U.S. demand for gasoline holding steady

By Reuters
Posted Jan. 11 at 1:16 p.m.

U.S. retail gasoline demand was little changed last week but fell compared with year-earlier levels because of  holiday and travel fluctuations, MasterCard Advisors’ SpendingPulse report showed Tuesday.

Average gasoline demand was down 0.2 percent, to 8.4 million barrels-per-day, in the week to Jan. 7. Demand was off 2.9 percent from a year earlier.

Reduced commutes over the holiday week before New Year’s and a major Northeastern storm after Christmas had pulled gasoline demand 12.5 percent lower in the week to Dec. 31.

Over the latest four weeks, U.S. gasoline consumption was 0.9 percent lower year-over-year.

Average retail gasoline prices went up a penny to $3.07 a gallon, cooling off some of the upward momentum they showed the last few weeks.

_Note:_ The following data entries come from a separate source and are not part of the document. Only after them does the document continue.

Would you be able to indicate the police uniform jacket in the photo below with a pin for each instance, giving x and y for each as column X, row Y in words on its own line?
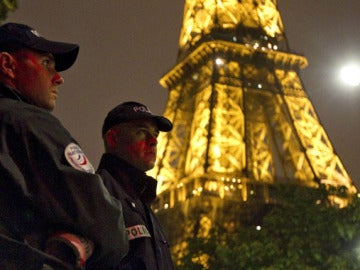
column 41, row 191
column 148, row 246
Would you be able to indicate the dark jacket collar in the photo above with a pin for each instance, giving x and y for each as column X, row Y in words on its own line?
column 135, row 182
column 8, row 92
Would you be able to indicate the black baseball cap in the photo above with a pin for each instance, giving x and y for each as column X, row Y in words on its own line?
column 127, row 111
column 15, row 36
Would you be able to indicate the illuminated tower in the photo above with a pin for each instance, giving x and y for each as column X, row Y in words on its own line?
column 242, row 119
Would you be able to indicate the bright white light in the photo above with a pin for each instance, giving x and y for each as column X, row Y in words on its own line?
column 219, row 61
column 350, row 74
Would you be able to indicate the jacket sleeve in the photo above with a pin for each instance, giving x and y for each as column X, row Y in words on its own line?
column 65, row 196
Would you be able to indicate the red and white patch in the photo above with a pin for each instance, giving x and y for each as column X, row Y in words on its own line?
column 137, row 231
column 77, row 159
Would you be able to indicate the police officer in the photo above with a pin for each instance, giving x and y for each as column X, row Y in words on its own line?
column 48, row 189
column 130, row 133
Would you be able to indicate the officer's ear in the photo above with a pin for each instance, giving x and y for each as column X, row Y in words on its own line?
column 111, row 137
column 7, row 64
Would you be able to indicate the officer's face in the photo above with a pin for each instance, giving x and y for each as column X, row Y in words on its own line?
column 136, row 142
column 36, row 77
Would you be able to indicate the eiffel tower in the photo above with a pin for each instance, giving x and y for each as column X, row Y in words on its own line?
column 242, row 120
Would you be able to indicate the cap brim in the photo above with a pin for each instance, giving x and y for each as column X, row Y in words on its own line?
column 64, row 54
column 163, row 123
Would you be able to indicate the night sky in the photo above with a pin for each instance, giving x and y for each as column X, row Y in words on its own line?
column 127, row 46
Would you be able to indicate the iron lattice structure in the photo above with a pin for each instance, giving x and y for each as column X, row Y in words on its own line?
column 242, row 119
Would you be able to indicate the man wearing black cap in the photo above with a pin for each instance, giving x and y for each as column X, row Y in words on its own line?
column 130, row 133
column 49, row 193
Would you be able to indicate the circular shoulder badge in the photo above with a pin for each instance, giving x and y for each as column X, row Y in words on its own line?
column 77, row 159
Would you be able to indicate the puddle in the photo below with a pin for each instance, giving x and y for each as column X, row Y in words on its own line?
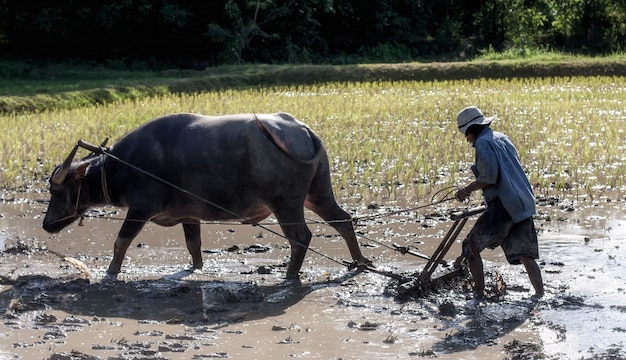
column 240, row 306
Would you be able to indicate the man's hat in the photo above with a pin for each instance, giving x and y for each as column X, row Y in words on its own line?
column 469, row 116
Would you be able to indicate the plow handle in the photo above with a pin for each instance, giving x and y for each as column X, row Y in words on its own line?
column 457, row 215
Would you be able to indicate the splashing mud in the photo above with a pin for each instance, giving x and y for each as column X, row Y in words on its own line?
column 240, row 306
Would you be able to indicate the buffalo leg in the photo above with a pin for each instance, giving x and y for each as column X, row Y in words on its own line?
column 127, row 233
column 299, row 236
column 193, row 241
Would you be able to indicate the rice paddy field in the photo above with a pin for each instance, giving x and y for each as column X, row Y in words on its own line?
column 386, row 140
column 390, row 144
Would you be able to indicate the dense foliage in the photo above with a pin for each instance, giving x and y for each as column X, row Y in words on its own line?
column 197, row 33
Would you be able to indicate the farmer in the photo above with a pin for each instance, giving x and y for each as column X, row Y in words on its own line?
column 507, row 221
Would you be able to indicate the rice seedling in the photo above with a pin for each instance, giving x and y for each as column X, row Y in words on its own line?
column 386, row 140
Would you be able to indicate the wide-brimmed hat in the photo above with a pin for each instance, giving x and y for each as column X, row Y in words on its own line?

However, prices are 13.7 percent higher than a year ago and at a level they haven’t reached since October 2008, according to MasterCard.

MasterCard Advisors estimates retail gasoline demand based on aggregate sales activity in the MasterCard payments system coupled with estimates for all other payment forms including cash and checks. MasterCard Advisors is a unit of MasterCard Inc.